In her heyday she’d been the most popular person in any room, and that confidence, still ingrained in her personality, took a blow every time her son rejected her. When Samuel walked ahead to distance himself from her, she gave up, pulling her phone from her pocket. Manda had tried to call and then had resorted to texting. She kept half an eye on Samuel as she read the texts, her mood plummeting. Nigel had been right in his prediction: Manda was refusing to let Dakota back, her newfound spine made of steel.

As she was getting ready to text back, her phone rang, Manda’s name popping up on the screen.

“Hey, I was just texting you back,” Winnie said. She watched Samuel bend down to pet a fat bulldog up ahead.

“He’s making threats.” Dakota’s normally timid wife sounded angry. “He’s saying that someone is putting these thoughts in my head because he’s never known me to be an unforgiving person. Can you believe the actual level of gaslighting he’s using?”

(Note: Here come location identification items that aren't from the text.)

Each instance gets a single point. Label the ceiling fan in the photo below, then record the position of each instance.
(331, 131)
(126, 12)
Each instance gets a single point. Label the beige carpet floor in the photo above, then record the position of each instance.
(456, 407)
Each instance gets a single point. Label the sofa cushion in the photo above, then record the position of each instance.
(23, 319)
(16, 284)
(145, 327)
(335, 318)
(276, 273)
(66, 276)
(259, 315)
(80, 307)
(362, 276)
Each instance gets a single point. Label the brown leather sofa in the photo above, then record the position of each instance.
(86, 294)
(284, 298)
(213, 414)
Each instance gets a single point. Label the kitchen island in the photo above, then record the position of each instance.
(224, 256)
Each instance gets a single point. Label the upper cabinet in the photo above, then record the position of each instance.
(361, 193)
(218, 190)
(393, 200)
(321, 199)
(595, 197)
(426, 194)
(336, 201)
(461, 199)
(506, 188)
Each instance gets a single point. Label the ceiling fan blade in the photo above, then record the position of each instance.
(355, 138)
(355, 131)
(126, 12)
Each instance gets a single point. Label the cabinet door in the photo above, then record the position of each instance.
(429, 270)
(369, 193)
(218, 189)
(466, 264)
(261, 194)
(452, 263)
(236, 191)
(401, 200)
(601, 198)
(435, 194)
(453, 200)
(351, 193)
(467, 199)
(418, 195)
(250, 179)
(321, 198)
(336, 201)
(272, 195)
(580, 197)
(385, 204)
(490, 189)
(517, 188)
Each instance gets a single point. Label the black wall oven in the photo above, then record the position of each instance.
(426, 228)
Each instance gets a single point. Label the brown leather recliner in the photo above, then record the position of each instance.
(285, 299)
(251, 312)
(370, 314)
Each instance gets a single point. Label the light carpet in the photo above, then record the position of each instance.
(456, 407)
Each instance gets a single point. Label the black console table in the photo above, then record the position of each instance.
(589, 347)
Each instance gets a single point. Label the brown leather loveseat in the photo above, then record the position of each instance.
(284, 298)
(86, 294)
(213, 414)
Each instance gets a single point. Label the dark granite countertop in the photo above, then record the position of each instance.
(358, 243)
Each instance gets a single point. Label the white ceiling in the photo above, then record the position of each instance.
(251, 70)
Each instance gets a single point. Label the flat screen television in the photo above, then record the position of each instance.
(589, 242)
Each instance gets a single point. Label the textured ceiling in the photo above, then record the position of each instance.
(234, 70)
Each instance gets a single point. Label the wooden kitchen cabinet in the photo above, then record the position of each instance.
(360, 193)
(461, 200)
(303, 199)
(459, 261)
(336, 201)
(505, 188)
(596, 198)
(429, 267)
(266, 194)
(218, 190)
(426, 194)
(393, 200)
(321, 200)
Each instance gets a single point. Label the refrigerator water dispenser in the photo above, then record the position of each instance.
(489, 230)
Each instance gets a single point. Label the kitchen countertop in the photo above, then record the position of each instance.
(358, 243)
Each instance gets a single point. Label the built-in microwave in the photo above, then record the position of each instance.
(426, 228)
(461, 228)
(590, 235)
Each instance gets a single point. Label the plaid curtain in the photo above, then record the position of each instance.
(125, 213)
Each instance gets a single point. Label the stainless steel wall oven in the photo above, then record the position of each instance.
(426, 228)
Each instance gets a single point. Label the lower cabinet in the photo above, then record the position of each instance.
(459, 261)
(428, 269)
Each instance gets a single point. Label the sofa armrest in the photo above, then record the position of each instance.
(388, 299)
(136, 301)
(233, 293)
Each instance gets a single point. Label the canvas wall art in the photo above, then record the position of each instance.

She could tell that her sister-in-law was pacing; she’d seen her do it often when she was on the phone, her feet getting tangled in the skirts of the long dresses she wore. Manda claimed that the dresses were a souvenir from her Pentecostal upbringing.

“Wait, wait,” said Winnie. “Threatening you how?”

“How do you think, Winnie? God, I know how you guys worship your brother, but he’s not been right for a while. No one wants to acknowledge that.”

Winnie took a deep breath as Manda called out to her boys. “Lincoln, ask your brother, all right? Go...right now. Go!”

“I’ll acknowledge it.” Winnie was tired of making excuses for Dakota; she had her own problems to worry about now. “What do you think he needs?”